Djelal Kadir

 

On his book Memos from the Besieged City: Lifelines for Cultural Sustainability

Cover Interview of April 20, 2011

The wide angle

The migration of intellectuals and academics made refugees by the politics and wars of mid-twentieth-century Europe consolidated the emergence of comparative literature as a field in the American university system and its curriculum.

A number of those literary critics and historians, known as “philologists” at the time, sought to keep alive the better part of a Western civilization whose lapse into barbarity was resulting in some of the most egregious acts of cruelty and genocide in human history.

Chief among those refugees was Erich Auerbach.  After spending more than a decade at the University of Istanbul, as in exile from Nazi Germany, Auerbach immigrated to the United States in 1947, one year after publishing Mimesis: The Representation of Reality in Western Literature, a book he wrote in Istanbul.

Mimesis would become one of the defining texts of comparative literature as a discipline.  And Auerbach is now identified as one of the most important figures in the history of the field as we have come to practice it.

Memos from the Besieged City begins by addressing Auerbach’s legacy, especially as he depicts, in counterpoint, the Greek and the Hebraic traditions—our dual intellectual inheritance, among other traditions we have inherited. The way Auerbach positions himself in this lineage, a position he self-consciously sketches through Montaigne, founder of the modern essay, sets the paradigm for our self-conscious practices as comparatists, observant itinerants among diverse cultures.

Memos from the Besieged City ends with a “Coda” for the Italian writer Italo Calvino—a reply to Six Memos for the Next Millennium, Calvino’s Charles Eliot Norton Lectures at Harvard in the Fall of 1985 (he died suddenly on the eve of his departure from Italy to deliver the lectures).  More exactly, the “Coda” is a response to the unwritten sixth memo, “Consistency,” of Calvino’s Six Memos.

In between Auerbach’s and Calvino’s ever-present ghosts, Memos from the Besieged City moves chronologically through the last three fourths of the last millennium, and geographically around the globe, through some of the most historically significant cities that have served as nodes of cross-cultural encounters.

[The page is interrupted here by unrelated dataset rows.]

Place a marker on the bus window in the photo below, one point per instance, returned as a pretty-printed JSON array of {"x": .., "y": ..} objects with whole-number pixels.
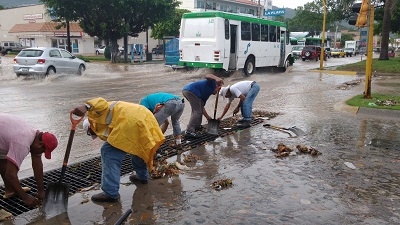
[
  {"x": 245, "y": 31},
  {"x": 272, "y": 33},
  {"x": 255, "y": 32},
  {"x": 226, "y": 29},
  {"x": 278, "y": 33},
  {"x": 264, "y": 32}
]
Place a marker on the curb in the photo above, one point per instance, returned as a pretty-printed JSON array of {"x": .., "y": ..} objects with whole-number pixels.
[
  {"x": 340, "y": 72},
  {"x": 387, "y": 113}
]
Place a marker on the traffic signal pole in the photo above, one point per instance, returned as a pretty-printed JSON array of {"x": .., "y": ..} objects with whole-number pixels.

This itinerary extends from thirteenth-century Baghdad and that city’s until recently most notorious siege (that by the Mongols in 1258) to Constantinople, Florence, and Rome of the fifteenth century; to the Ottoman capital Istanbul, Rome, Venice, and Oxford at the end of the sixteenth century; to Paris, Mexico City and Philadelphia of eighteenth-century Enlightenment and the nineteenth-century epoch of national emancipations; to Soviet-era Poland, Holocaust-era Germany and mid-twentieth-century New York and Jerusalem; to the era of China’s Cultural Revolution and, at the beginning of the twenty-first century, the Nobel Prize for Literature for one of its victims.

At each of these historic way stations, Memos from the Besieged City communes with dissident figures who found themselves as much under siege as the city they inhabited:

the Persian Jew Rashiduddin Fazlullah writing the first “world history” in the Ghazanid court of Baghdad at the same time that Dante was composing The Divine Comedy, in flight from his native Florence;

the itinerant Nicholas of Cusa, shuttling between the Eastern Greek patriarchate in Constantinople and Papal Rome and Florence in an attempt to heal the rift between Eastern and Western Christianity;

the ill-starred Giordano Bruno, who lost out to Galileo in the competition for the professorship in mathematics at the University of Padua and, at the threshold of the seventeenth century, would be burnt at the stake in Rome;

the fugitive Fray Servando Teresa de Mier, who would escape the dungeons of the Catholic Inquisition seven times and on more than one continent;

one of Europe’s most signal poets and art critics, Zbigniew Herbert, whose prison poems Report from the Besieged City gives this book its title;

Hannah Arendt, perhaps the most uncompromising and least-forgiven ethical sensibility of the twentieth century;

Gao Xingjian, the first Nobel laureate from China, who would precipitate a diplomatic crisis with his Nobel Prize in Literature and French citizenship;

Orhan Pamuk, as enthusiastically lauded in Stockholm as Nobel laureate as he is ambivalently read and viewed with suspicion in his native country;

Italo Calvino, who continues to teach us, through Ovid and Emily Dickinson, the delicate art of misdirection in reading and writing.

I wrote the book, coincidentally enough, in the same university building and department where Erich Auerbach landed as a refugee in 1947, at Pennsylvania State University—a post from which he was fired shortly after his arrival.  The xenophobias of institutionalized anti-Semitism in mid-twentieth-century America were no less virulent than those of ostensible philo-Semitism at the beginning of the twenty-first century.